If one thing’s for sure, cyber incidents are happening to businesses of all types in Ireland, costing them dearly. Companies and organisations are stung by cyber-related losses like fraudulent wire transfers and ransomware attacks. These attacks mean that while the need for cyber insurance has never been greater, cyber insurers have to look even more carefully at each potential client to make sure they are taking the most basic precautions to protect themselves. Our clients often ask us what types of cybersecurity measures they should adopt as a business to keep their insurance company happy. Here is how businesses are ticking the right boxes for their cyber insurance providers and getting the best price for their policy:
1. Insure that your multi-factor authentication (MFA) is turned on across all critical business software
MFA is an extra layer of security used to verify the person’s identity trying to gain access to an account. This could be anything from a thumbprint to a unique code texted to the individual and is a nearly ubiquitous feature across technology platforms these days. Criminals can quickly gain access to business email accounts without this extra piece of security. This often results in funds transfer fraud losses where money is rerouted to fraudulent bank accounts, leading to ransomware events and significant privacy breaches.
For that reason, cyber security insurance underwriters love when a business has MFA in use across all business email accounts and on other critical business software too.
2. Your system backups comply with best practice
Backup practices vary widely, so cyber insurance underwriters insist on knowing more. How often are they taken? Where are they stored? Cyber-insurance underwriters are keen to see that data is being backed up regularly, segregated from the main network, and stored offline in an offsite location. After all, out-of-date backups or backups stored on the same system as the files they are backing up aren’t much use when the whole system is compromised. Having good backups can be the difference between recovering systems quickly and easily following a ransomware attack and forking out over a six or seven-figure extortion demand to criminals who have encrypted entire systems, including backups.

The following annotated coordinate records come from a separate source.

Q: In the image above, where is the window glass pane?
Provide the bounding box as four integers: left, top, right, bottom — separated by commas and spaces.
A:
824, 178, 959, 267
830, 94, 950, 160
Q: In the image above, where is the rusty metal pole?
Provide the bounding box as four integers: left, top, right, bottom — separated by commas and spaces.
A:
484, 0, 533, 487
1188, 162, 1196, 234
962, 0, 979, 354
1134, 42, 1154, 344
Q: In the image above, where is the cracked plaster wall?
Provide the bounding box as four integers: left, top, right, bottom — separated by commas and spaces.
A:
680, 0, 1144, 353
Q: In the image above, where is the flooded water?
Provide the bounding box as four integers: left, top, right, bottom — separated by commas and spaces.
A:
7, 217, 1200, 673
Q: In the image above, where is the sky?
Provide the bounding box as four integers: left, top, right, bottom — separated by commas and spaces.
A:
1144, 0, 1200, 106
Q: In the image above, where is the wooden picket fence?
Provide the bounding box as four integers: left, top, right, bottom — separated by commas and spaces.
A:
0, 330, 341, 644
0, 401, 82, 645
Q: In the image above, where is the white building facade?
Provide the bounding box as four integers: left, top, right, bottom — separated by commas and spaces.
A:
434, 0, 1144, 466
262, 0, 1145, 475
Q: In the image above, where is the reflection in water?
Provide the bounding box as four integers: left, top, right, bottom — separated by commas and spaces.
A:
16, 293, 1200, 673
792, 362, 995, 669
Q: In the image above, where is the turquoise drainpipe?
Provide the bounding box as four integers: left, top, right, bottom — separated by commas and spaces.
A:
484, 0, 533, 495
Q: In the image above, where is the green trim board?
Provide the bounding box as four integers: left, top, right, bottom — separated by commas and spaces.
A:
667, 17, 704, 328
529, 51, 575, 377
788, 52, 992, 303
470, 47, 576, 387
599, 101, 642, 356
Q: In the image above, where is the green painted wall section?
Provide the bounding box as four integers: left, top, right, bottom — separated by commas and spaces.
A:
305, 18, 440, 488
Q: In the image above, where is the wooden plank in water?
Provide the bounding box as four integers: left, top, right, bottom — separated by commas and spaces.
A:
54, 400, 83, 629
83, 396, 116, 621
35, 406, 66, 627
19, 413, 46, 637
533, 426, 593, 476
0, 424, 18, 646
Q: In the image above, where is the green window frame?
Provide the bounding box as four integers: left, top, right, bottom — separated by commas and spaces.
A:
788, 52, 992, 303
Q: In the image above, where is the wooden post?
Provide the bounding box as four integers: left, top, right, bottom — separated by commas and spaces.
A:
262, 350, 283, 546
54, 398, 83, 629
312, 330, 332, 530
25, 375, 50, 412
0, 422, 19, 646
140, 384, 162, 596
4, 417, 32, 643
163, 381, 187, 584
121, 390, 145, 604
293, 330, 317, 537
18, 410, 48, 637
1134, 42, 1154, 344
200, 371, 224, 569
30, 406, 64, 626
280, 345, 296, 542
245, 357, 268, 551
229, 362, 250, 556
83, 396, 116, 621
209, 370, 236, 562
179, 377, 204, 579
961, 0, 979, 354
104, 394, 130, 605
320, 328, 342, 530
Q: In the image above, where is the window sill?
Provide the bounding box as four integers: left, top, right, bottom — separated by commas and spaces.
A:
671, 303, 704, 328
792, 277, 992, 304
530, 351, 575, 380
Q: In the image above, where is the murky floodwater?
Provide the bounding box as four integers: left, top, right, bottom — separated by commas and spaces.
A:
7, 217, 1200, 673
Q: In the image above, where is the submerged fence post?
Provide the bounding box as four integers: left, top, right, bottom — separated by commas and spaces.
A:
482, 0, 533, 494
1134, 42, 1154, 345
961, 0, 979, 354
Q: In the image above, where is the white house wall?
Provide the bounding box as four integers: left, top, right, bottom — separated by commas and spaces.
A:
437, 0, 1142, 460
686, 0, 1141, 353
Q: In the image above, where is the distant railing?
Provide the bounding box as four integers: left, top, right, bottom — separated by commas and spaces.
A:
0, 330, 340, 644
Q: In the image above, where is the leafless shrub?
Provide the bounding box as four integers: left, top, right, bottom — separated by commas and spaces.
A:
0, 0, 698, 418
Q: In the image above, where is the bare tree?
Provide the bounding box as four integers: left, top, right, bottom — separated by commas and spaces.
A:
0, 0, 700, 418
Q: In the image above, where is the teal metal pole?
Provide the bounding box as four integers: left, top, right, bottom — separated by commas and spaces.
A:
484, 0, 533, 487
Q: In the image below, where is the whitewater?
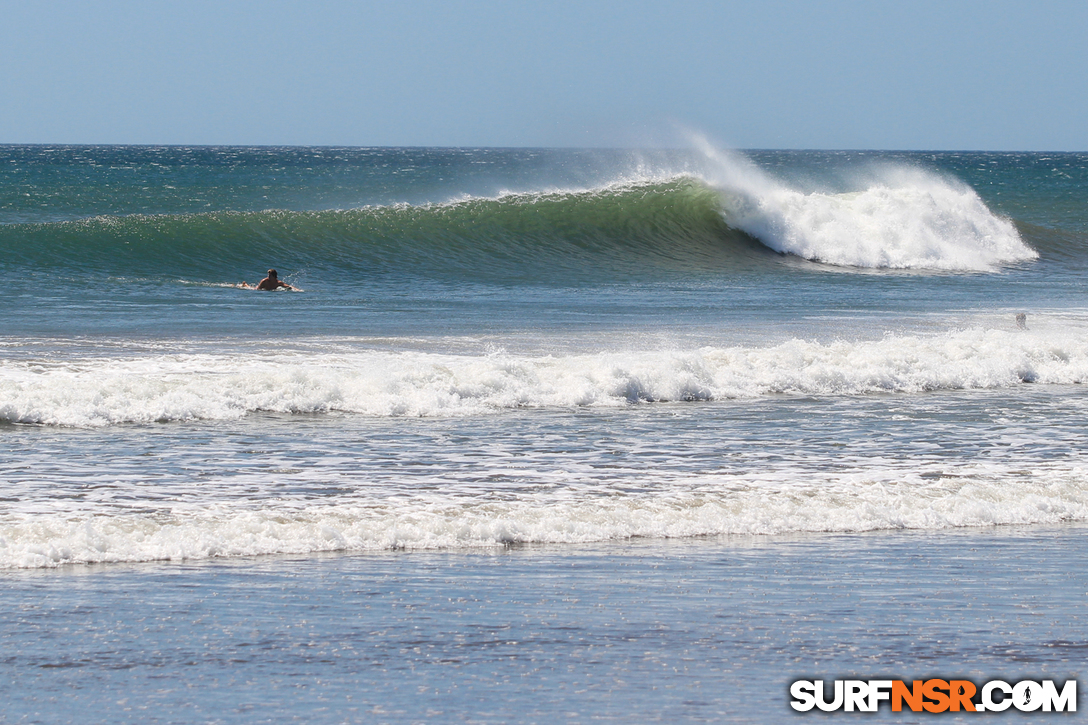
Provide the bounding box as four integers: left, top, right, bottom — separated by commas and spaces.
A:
0, 143, 1088, 723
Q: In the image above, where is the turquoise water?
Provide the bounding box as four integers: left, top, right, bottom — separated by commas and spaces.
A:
0, 142, 1088, 722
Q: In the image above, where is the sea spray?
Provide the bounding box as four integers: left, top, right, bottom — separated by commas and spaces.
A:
693, 137, 1038, 271
0, 329, 1088, 427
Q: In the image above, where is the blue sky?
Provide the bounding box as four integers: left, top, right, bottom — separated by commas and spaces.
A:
0, 0, 1088, 150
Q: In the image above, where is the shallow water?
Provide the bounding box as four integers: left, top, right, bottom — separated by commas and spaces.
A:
0, 525, 1088, 723
0, 144, 1088, 722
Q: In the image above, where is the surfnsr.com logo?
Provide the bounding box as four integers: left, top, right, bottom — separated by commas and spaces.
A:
790, 679, 1077, 713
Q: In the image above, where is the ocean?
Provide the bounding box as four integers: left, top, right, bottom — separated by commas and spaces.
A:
0, 138, 1088, 723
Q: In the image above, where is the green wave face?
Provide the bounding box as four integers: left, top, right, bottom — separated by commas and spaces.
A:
0, 177, 776, 282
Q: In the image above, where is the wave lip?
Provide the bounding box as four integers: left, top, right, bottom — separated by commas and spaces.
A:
0, 329, 1088, 427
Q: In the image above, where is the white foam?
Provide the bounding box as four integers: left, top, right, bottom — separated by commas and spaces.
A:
0, 466, 1088, 569
0, 326, 1088, 427
693, 138, 1038, 271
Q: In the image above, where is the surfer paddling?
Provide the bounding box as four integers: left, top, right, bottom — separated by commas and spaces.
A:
242, 269, 295, 291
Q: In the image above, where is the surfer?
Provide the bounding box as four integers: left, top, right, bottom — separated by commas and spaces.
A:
242, 269, 295, 291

3. Make sure your systems are running endpoint detection and response (EDR) tools
Firewalls and antivirus software are not enough to ward off today’s more sophisticated cybercriminals. That’s why cyber insurance underwriters like to see businesses using endpoint detection and response (EDR) tools. These apps continuously monitor all devices that can be connected to a network – the figurative doors and windows a business has around its technology infrastructure, ensuring that each is up to date, secure and free of malicious activity. An endpoint might be anything from an employee workstation to a company server to a mobile phone. Enabling EDR means that businesses are alerted if there are any blatant attempts by cybercriminals to breach their systems.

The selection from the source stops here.